Value has often been discussed with examples from agriculture. On this old terrain, this panel opens new views on valuation through the lens of infrastructure. This directs attention to material creations of uniqueness and genericness and challenges persistent binaries in economic anthropology.

Long Abstract:

Much has been written about value, and its source has been hotly debated. In this panel we attempt to open new views on valuation practices through the lens of infrastructure. This allows us to connect partitioned anthropological approaches that focus either on production (Marxian), exchange (substantivist), or consumption (Simmel-inspired). We deploy the new lens - 'infrastructures of value' - on old terrain: Value has often been discussed by scholars with examples taken from agriculture. Land was thought to be 'the source of all wealth' by physiocrats like Henry George.
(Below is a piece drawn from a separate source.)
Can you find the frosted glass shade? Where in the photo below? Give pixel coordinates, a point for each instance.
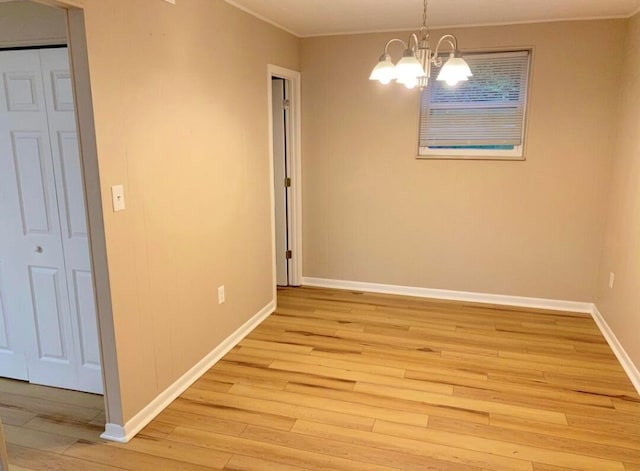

A vineyard with 'special properties' was used by Karl Marx to explain 'monopoly price'. Fine wine was also taken up by Lucien Karpik in the 21st century to understand 'economics of singularities,' thereby re-introducing the binary between unique and generic. This persistent binary relates to often claimed ruptures, differences and splits in economic anthropology: artisan versus industrial production, gift versus commodity exchange, capitalism versus socialism, civil society versus state, community versus market. The lens of infrastructure challenges these dichotomies by directing attention to practices of creating (and destroying) both uniqueness and genericness of agricultural matter (e.g. land, yeasts, organic rice, natural wine, berries, olive oil, quality coffee). We welcome contributions that examine how infrastructures broadly defined (ranging from transportation to information and financial infrastructures, from wires, pipes and bottles to labels and people) shape valuation processes in agri-food chains. We thus turn attention to the irreducible materiality of valuation as food, people and ideas move through space and time.